According to Stanley Kurtz in

According to Stanley Kurtz in National Review Online, Kenneth Pollack, a member of Clinton’s National Security Council and its chief expert on Iraq, is taking the position that Saddam Hussein must be deposed by an invasion. In his book The Threatening Storm: The Case for Invading Iraq, Pollock grudgingly concludes that the post-Gulf War policy of containing Saddam has irretrievably broken down, according to Kurtz. Pollock’s case for invasion apparently focuses on the likelihood that Saddam will develop nuclear weapons that will enable him to seize Kuwait and then threaten to nuke the Saudi oil fields.

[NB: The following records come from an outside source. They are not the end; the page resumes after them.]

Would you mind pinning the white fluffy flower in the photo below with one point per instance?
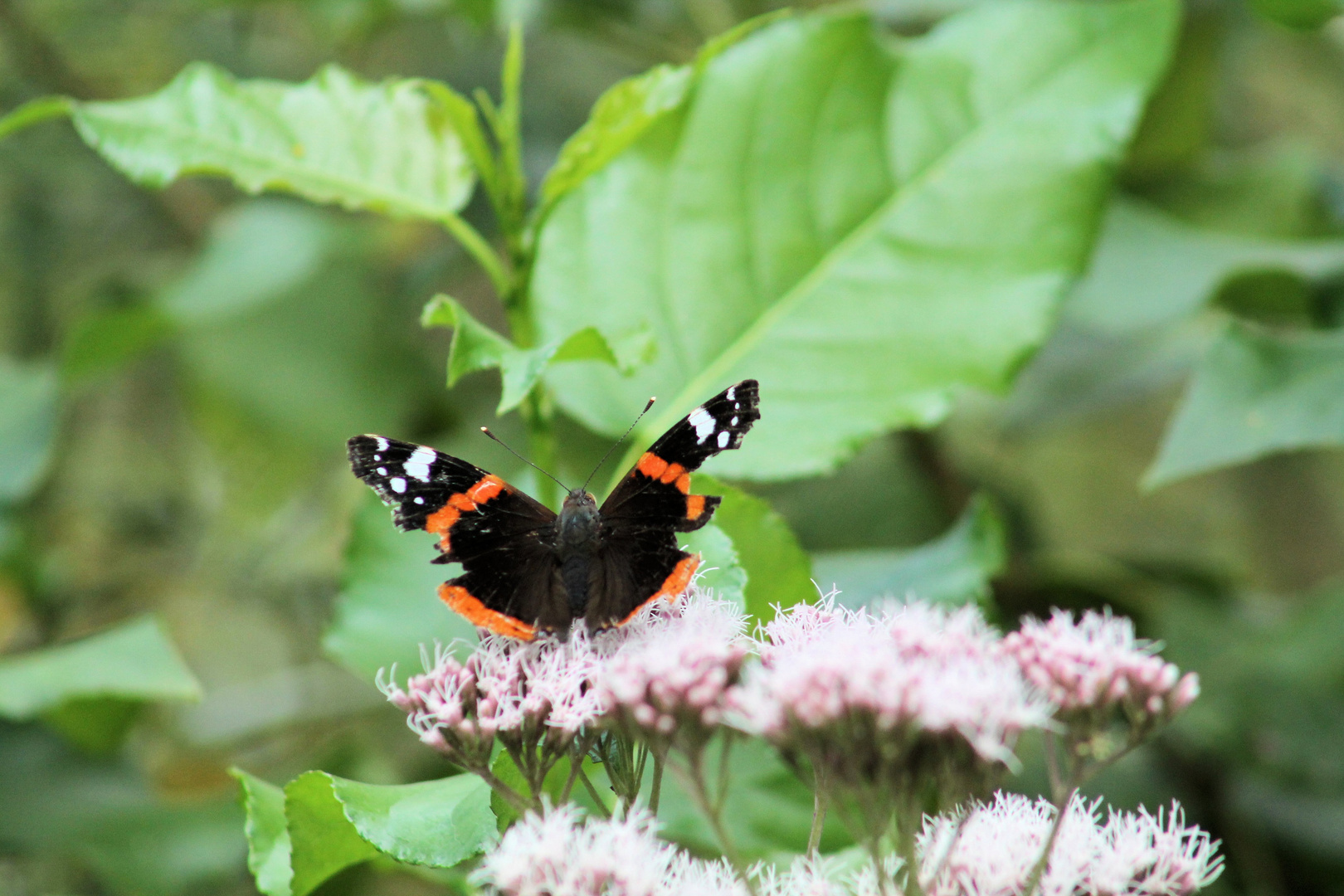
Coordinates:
(913, 668)
(561, 855)
(1097, 663)
(671, 676)
(993, 850)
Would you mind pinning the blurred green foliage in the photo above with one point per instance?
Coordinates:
(180, 367)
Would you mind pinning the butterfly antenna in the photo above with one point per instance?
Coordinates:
(485, 429)
(615, 445)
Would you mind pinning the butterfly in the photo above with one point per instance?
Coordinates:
(530, 571)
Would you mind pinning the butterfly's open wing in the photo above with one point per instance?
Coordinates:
(499, 535)
(640, 559)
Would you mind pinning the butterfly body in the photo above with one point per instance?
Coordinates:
(528, 570)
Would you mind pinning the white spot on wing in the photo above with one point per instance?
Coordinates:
(704, 425)
(417, 465)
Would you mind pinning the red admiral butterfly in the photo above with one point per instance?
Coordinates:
(528, 570)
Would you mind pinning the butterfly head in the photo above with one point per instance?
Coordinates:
(580, 519)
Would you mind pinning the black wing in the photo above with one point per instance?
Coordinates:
(640, 559)
(499, 535)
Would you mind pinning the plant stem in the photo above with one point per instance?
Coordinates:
(695, 785)
(656, 787)
(509, 796)
(587, 785)
(819, 820)
(1040, 871)
(481, 251)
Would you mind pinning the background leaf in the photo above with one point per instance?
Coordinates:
(134, 661)
(784, 284)
(777, 568)
(1255, 392)
(27, 425)
(335, 824)
(953, 568)
(334, 139)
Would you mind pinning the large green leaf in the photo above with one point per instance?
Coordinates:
(476, 347)
(386, 147)
(1255, 392)
(778, 571)
(953, 568)
(134, 661)
(335, 824)
(864, 234)
(388, 606)
(268, 835)
(27, 425)
(628, 109)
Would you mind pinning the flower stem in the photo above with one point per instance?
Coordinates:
(693, 778)
(819, 820)
(1040, 871)
(656, 787)
(597, 800)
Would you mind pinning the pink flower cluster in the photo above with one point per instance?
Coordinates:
(1096, 664)
(913, 668)
(562, 855)
(505, 688)
(993, 850)
(672, 676)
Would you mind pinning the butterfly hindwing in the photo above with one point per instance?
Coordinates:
(496, 533)
(640, 559)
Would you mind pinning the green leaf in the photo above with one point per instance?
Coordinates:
(719, 561)
(1254, 392)
(106, 340)
(27, 426)
(257, 253)
(335, 824)
(476, 347)
(268, 837)
(953, 568)
(509, 772)
(32, 113)
(1305, 15)
(386, 147)
(134, 661)
(778, 571)
(387, 606)
(1151, 269)
(628, 109)
(321, 839)
(864, 234)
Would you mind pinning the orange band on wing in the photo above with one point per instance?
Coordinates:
(487, 488)
(461, 601)
(672, 586)
(441, 520)
(650, 465)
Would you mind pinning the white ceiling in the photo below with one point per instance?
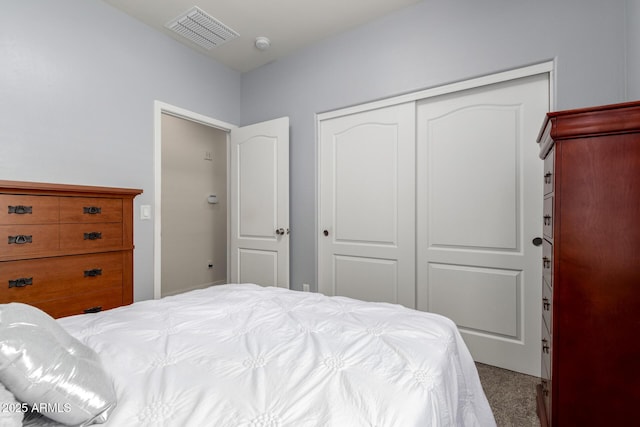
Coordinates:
(289, 24)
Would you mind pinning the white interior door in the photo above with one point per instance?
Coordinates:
(367, 208)
(259, 211)
(479, 204)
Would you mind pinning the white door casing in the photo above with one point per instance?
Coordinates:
(479, 207)
(367, 212)
(259, 208)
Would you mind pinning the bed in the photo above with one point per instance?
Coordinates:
(246, 355)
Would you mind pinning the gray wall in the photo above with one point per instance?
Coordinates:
(430, 44)
(77, 83)
(633, 49)
(78, 80)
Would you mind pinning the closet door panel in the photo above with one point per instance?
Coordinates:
(367, 205)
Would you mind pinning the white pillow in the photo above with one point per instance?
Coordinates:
(11, 411)
(42, 365)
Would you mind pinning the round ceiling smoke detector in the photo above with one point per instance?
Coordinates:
(262, 43)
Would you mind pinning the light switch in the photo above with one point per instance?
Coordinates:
(145, 212)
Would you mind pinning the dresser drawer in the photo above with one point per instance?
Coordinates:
(547, 217)
(19, 209)
(25, 240)
(547, 305)
(547, 262)
(90, 236)
(549, 171)
(80, 304)
(38, 280)
(546, 398)
(90, 210)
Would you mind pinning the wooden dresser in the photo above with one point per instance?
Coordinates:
(591, 267)
(66, 249)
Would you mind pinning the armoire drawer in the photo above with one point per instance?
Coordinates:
(547, 262)
(546, 350)
(24, 240)
(547, 217)
(20, 209)
(90, 236)
(80, 304)
(90, 210)
(39, 280)
(547, 305)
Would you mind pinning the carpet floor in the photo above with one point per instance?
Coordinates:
(511, 395)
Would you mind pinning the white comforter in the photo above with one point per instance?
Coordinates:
(245, 355)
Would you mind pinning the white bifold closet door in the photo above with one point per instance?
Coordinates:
(479, 204)
(434, 205)
(259, 211)
(367, 205)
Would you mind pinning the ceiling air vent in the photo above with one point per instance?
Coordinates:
(201, 28)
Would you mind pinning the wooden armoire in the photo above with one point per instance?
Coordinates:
(591, 267)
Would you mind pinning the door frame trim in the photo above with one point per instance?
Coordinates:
(160, 108)
(546, 67)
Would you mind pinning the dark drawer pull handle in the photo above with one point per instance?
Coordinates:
(21, 282)
(92, 210)
(21, 210)
(93, 273)
(20, 239)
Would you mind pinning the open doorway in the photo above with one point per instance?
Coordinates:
(194, 205)
(191, 201)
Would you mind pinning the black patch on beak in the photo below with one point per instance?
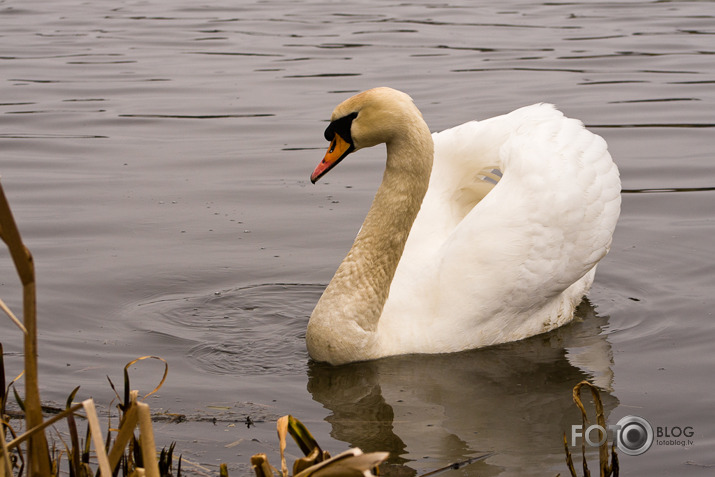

This will leave him in control of the world’s oil supply. Pollock also makes the point that allowing our fear of Saddam’s current weapons of mass destruction to hold us back will signal to every rogue nation that they can neutralize the power of the United States with even a small stock of chemical or biological weapons. Pollock rates the prospect of Saddam passing weapons of mass destruction to terrorists for use against the U.S. as “unlikely” but certainly not impossible. Pollock argues that if Saddam believes the probability of the attack being traced to him is quite low, then “he might well decide” to work through terrorists to attack the U.S. Kurtz adds that Condolezza Rice has said that Saddam is now sheltering members of Al Qaeda and helping them develop chemical weapons.